После нескольких повторений Рейд ухватил смысл. Он был потрясен.
- Р-р-русский? - запинаясь, выговорил он по-русски.
- Олег кивнул.
- Да, я есть Новгородни. Подвластни князя Ярослава.
Рейд удивленно покачал головой.
- Советский? - продолжал он.
Олег попытался ответить, но не смог.
Тогда Рейд наклонился (женщина, сидевшая на песке, напряженно следила
за ним) и начертил пальцем "СССР", потом бросил на Олега вопросительный
взгляд. Уж на столько-то он должен знать кириллицу, тем более, что Советы
утверждают, что у них стопроцентная грамотность. Но Олег пожал плечами и
чисто по-русски широко развел руки.
Американец выпрямился. Они глядели друг на друга. И только сейчас
Рейд заметил, как необычно одет Олег. Его конический остроконечный шлем
был надет на стеганый подшлемник, шея и плечи были защищены свисавшими
мелкими кольцами. Кольчуга без рукавов была сплетена из более крупных
колец и спускалась почти до колен. Под кольчугой виднелась стеганая
прокладка, под ней - белая льняная рубаха. При такой-то жаре! Немудрено,
что железо лоснилось от пота, стекавшего с воина ручьями. На поясе с
медной пряжкой висли кинжал и кожаный кошель. Штаны из грубой льняной
материи были заправлены в пестрые красно-зеленые сапоги. Перчатки тоже из
кожи, украшенной полосками меди.
Воину было на вид около тридцати, рост равнялся примерно пяти футам и
семи-восьми дюймам, плечи необыкновенно широкие. Небольшое брюшко и
полнота лица не уменьшали впечатления огромной медвежьей силы. Голова была
круглой, лицо тоже, курносый нос, усы, золотистая борода аккуратно
подрезана. Лицо сильно загорелое, брови желтые и густые, небесно-голубые
глаза.
- Вы... похоже... порядочный парень, - сказал Рейд, вполне понимая,
что это звучит глупо.
Олег указал на него и, очевидно, спросил имя. Всего полчаса назад
посреди океана Рейд разговаривал с механиком Стоктоном - боже милостивый!
Воспоминание об этом обрушилось на него как удар. Он содрогнулся. Все
вокруг поплыло.
- Дункан, - пробормотал он наконец.
- Дункан! - женщина вскочила и снова обняла его. Он опирался на нее,
пока не прошло головокружение.
- Дункан, - повторяла она то ли смеясь, то ли плача. - Ка анкаш
Дункан...
Тень упала на них. Олег принял боевую позу. К ним подъезжал всадник.
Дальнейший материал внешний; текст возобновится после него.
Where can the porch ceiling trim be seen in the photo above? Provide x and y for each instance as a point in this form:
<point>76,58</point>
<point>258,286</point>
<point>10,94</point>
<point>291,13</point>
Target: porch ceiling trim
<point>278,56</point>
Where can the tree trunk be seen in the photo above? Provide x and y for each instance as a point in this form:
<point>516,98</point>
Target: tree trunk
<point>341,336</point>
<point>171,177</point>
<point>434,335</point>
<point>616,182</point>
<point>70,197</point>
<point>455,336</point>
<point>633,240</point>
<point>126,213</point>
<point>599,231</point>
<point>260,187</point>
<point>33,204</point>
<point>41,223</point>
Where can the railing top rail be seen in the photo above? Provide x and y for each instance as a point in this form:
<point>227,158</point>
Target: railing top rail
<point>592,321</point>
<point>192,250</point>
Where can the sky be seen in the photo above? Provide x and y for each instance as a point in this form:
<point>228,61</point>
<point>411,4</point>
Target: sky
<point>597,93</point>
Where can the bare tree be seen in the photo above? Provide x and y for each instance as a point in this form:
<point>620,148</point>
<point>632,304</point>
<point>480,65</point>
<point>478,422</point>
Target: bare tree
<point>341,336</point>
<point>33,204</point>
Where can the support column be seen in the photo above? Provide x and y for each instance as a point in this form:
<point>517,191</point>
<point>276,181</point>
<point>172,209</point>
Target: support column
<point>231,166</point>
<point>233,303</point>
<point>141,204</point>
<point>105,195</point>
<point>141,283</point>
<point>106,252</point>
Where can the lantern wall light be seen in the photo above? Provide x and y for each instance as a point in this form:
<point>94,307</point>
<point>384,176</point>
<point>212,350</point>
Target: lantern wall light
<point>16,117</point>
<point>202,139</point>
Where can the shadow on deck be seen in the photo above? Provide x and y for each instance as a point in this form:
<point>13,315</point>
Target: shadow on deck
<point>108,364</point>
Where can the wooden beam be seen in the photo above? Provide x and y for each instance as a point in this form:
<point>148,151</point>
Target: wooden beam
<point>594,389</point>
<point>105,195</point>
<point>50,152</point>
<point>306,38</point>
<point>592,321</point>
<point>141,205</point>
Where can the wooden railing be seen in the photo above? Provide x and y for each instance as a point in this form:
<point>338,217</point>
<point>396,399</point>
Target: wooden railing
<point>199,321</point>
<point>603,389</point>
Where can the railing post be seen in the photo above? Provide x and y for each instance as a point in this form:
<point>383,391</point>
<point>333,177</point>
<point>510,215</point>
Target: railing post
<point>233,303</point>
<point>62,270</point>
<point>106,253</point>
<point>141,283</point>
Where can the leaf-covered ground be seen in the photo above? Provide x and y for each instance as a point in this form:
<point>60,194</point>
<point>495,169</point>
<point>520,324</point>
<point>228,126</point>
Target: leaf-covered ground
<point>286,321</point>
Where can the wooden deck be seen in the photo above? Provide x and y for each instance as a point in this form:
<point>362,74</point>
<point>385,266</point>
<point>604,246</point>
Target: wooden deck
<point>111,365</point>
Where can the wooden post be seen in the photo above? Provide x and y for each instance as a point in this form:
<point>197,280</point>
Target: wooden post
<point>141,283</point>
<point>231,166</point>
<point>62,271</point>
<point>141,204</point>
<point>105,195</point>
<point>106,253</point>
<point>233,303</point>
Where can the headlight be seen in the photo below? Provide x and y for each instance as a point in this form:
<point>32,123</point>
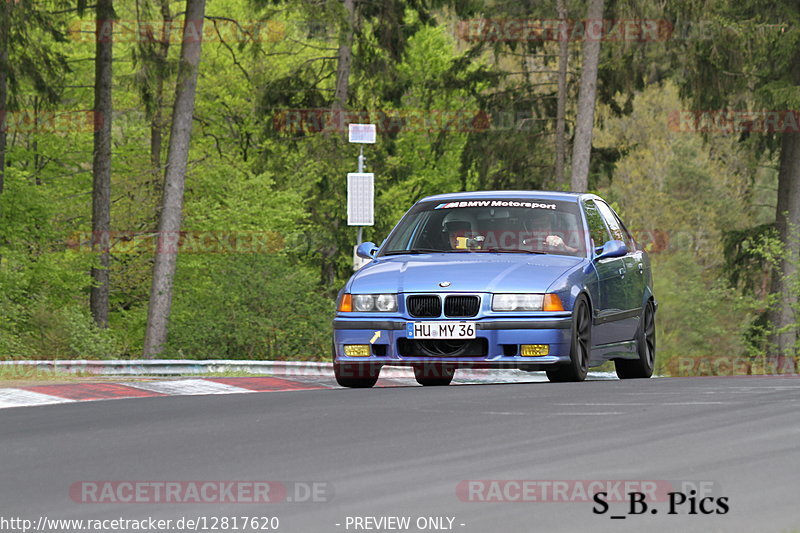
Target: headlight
<point>375,302</point>
<point>517,302</point>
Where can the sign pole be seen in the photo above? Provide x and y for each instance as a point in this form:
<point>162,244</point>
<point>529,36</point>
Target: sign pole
<point>360,238</point>
<point>360,188</point>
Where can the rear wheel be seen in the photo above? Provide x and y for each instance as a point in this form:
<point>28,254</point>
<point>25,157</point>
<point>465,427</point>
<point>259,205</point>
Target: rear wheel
<point>355,375</point>
<point>580,347</point>
<point>645,345</point>
<point>433,375</point>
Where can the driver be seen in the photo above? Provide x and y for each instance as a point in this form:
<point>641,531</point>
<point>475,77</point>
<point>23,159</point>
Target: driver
<point>459,232</point>
<point>542,223</point>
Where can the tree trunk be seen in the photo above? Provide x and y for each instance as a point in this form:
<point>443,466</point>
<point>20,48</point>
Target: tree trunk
<point>101,165</point>
<point>156,122</point>
<point>782,315</point>
<point>582,145</point>
<point>561,99</point>
<point>169,224</point>
<point>344,61</point>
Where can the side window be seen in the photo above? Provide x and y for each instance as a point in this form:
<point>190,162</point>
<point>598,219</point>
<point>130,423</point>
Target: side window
<point>629,241</point>
<point>597,228</point>
<point>613,223</point>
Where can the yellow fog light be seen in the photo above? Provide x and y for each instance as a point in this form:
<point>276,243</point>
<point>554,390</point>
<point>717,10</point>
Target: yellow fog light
<point>356,350</point>
<point>534,350</point>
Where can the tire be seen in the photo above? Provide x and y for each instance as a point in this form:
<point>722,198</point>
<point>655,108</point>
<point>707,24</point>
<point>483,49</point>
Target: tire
<point>580,347</point>
<point>355,375</point>
<point>645,346</point>
<point>434,375</point>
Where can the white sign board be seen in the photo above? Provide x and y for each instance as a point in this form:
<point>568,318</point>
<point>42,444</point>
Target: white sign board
<point>360,199</point>
<point>362,133</point>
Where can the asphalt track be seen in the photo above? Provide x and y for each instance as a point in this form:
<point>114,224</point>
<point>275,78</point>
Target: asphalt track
<point>402,451</point>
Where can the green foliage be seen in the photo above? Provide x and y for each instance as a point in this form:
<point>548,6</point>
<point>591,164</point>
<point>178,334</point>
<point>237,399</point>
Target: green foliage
<point>247,307</point>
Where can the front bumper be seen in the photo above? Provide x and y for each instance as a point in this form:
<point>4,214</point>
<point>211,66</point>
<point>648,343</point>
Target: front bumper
<point>502,338</point>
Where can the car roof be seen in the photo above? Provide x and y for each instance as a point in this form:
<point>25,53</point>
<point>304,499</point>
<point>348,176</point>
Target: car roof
<point>543,195</point>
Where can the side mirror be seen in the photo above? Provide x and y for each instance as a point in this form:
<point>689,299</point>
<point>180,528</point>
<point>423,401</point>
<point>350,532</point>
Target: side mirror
<point>610,249</point>
<point>366,250</point>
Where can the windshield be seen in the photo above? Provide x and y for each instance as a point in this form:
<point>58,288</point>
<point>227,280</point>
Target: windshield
<point>499,225</point>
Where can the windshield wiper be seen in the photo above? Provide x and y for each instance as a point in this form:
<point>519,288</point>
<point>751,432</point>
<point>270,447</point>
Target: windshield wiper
<point>415,251</point>
<point>512,251</point>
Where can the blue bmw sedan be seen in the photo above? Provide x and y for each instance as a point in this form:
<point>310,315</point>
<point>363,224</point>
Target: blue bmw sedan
<point>538,281</point>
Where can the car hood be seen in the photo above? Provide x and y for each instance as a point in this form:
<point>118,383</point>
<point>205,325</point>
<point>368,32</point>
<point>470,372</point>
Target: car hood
<point>478,272</point>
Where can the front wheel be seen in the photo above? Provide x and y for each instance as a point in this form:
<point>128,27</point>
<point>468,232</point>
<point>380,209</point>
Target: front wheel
<point>645,345</point>
<point>434,375</point>
<point>580,347</point>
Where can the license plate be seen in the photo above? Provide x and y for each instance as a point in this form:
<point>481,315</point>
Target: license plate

Лук его был наготове, выражение лица зловещее.
Рейд сумел овладеть собой.
- Полегче, друг, - сказал он, надеясь единственно на дружеский тон,
улыбку и протянутые в знак мира ладони. - Мы ничего не замышляем против
тебя.
Он указал на себя и назвал имя, указал на Олега и назвал его имя.
Прежде чем спросить у женщины (а только сейчас он заметил, как она
прекрасна), она опередила его и бросила как вызов:
- Эрисса!
Всадник все это обдумал.
Ни он сам, ни его лошадь к себе не располагали. Конь вроде мустанга,
но нет - у него черная голоса, скорее похоже на тарпана из Центральной
Азии. Неопределенного цвета, лохматый, в хвост и гриву вплетены голубые
ленты. Жеребец, несомненно, резвый, но не парадный, неподкованный, упряжь
примитивная, седло с высокими луками, короткие стремена. С седла свисали
снаряженный колчан, аркан, грязный мешок и кожаная фляга.
Всадник был обут в неуклюжие кожаные башмаки с войлочными подошвами.
Грубые дерюжные штаны были подвязаны на щиколотках - невероятно грязные,
от войлочной юбки за десять футов нестерпимо воняло, кожаная рубаха была
перепоясана ремнем, на голове меховая шапка.